Species: Myristica fragrans
Geography: Nutmeg is native to the Moluccas, the Spice Islands of Indonesia – where its value led to atrocities and war between English and Dutch traders – but is also cultivated in China, Malaysia, India, Sri Lanka, Grenada and South America.
Characteristics: Myristica fragrans is a tall evergreen tree with dark green pointed leaves and small bell-shaped yellowish-white flowers. The tree can grow as high as 30m.
Nutmeg and its sister spice Mace are both derived from the seed of the Myristica fragrans fruit, a small fleshy oval not dissimilar to a green plum. Mace is made by removing and drying the skin (aril) covering the seed, while nutmeg is the dried seed itself, usually ground into a powder.
The flavour of nutmeg is sweet and earthy; in gin the spice adds a noticeable heat and a long, spicy sweetness to the finish.
Other Uses: Nutmeg is widely used in world cuisine. In Indonesia it flavours many soups and beef stews and it’s used in both sweet and savoury Indian dishes; the Americans use it in pumpkin pie, the Italians use it in tortellini, the Scots use it in haggis and in Europe it is commonly used to flavour baked goods, vegetables and sauces.
In drinks, nutmeg is used to mull wine and cider, to flavour eggnog and as an ingredient or garnish to many Caribbean cocktails and rum punches.
The essential oil of nutmeg, obtained by steam distillation, is laden with complex terpenes and potent organic compounds known as phenylpropanoids which are widely used in the perfumery and pharmaceutical industries. One of these, known as myristicin, is highly toxic (particularly to dogs) and is known to cause allergic reactions, convulsions, nausea, dermatitis, hallucinations and, in cases of extreme overdose, the very occasional death. The oil itself is used as a substitute for nutmeg powder in syrups, toothpaste, sweets and baking.

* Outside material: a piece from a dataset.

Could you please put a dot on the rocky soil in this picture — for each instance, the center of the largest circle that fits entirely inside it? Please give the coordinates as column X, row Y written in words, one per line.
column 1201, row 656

As with all spices, and despite having no known medicinal attributes, nutmeg is widely recommended in folk medicine and modern ‘alternative’ pseudo-health woo for complaints including rheumatism, inflammation, insomnia, muscle pain, sores, digestive issues, depression, fatigue, stress, acne, Alzheimer’s, diabetes, ‘toxicity’ and, of course, cancer.
Contained In: Nutmeg is very popular as a botanical. A few of the most prominent gins that use it include Portobello, Oxley, Boodle’s, Sacred, Hayman’s, Martin Miller and Monkey 47.
- One of the causes of the huge increase in the price of nutmeg in the 17th century was the mistaken belief that it could ward off the plague.
- One of the nutmeg-producing Indonesian islands, Rhun, was ceded by Britain to the Dutch in 1667 in exchange for Manhattan Island, home to the city then known as New Amsterdam, which was promptly renamed New York.
- The flag of Grenada, which produces 20% of the world’s nutmeg includes a split nutmeg fruit.
- Nutmeg has been believed since ancient times to be an aphrodisiac, with the oil applied to the genitals or the concealment of a nutmeg seed in the armpit before going out on the pull. Nutmeg is still sold in Zanzibar as ‘Viagra for women’.